Treatment with NAC delays the onset and progression of motor deficits in HD mice and has antidepressant-like effects in both HD and WT mice. (a) Analysis of the clasping phenotype showed a significant age × treatment × genotype interaction. Post hoc analyses revealed that NAC significantly delayed the onset of the clasping phenotype in HD mice, with saline-HD mice showing clasping behavior from 10 weeks onward, while NAC-HD mice did not show clasping behavior until 14 weeks. NAC-treated HD mice also showed significantly lower levels of clasping behavior relative to saline-treated HD mice from 11 weeks onward. (b) A significant age × treatment interaction was found in Rotarod. Post hoc analyses revealed that the treatment effect began at 12 weeks of age, with NAC-HD mice performing better than saline-HD mice from 11 weeks of age.
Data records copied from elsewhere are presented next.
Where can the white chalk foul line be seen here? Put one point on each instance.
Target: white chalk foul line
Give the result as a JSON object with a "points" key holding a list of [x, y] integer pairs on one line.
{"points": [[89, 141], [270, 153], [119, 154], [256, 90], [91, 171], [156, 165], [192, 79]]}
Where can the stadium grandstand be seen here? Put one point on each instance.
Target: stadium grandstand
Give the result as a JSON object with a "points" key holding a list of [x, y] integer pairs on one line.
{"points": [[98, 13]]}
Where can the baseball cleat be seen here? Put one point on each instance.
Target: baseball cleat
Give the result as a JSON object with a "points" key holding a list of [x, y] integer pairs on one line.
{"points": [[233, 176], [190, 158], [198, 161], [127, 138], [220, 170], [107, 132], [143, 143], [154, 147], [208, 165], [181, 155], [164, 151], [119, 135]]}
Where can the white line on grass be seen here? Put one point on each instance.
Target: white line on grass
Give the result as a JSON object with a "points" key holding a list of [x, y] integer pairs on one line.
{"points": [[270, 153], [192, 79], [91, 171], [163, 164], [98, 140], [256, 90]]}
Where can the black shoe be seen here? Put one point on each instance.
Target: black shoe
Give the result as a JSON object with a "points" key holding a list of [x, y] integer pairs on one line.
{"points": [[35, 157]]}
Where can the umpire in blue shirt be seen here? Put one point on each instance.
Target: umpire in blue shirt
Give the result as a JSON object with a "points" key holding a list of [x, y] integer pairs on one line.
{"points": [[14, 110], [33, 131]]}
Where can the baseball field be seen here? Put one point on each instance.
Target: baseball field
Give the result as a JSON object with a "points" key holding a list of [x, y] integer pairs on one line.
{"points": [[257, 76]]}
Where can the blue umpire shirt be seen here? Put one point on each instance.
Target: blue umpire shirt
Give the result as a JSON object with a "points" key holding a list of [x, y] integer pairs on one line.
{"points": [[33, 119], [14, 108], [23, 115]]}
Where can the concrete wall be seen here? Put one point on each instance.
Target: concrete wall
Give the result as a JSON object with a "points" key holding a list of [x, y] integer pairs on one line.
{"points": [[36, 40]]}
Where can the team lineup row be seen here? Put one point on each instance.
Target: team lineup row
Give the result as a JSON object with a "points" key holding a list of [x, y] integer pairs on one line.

There was also a significant age × genotype interaction, with post hoc analyses revealing that genotype deficits were present from 8 weeks of age, progressively worsening over the lifespan of the mice. (c) Representation of the different phases of stride that can be measured using the Digigait, including total stride, stance, swing, brake and propel duration. (d) A significant treatment × genotype interaction was found in the propel/brake ratio. Post hoc tests show that saline-HD mice have a higher ratio than both NAC-HD and saline-WT mice. (e) A significant treatment effect was seen in the time spent immobile during the FST, with NAC-treated mice spending less time immobile than saline-treated mice. Error bars represent mean±s.e.m.; n=10–14; treatment effects: *P<0.05, **P<0.01, ***P<0.001. FST, forced swim test; HD, Huntington’s disease; NAC, N-acetylcysteine; WT, wild type.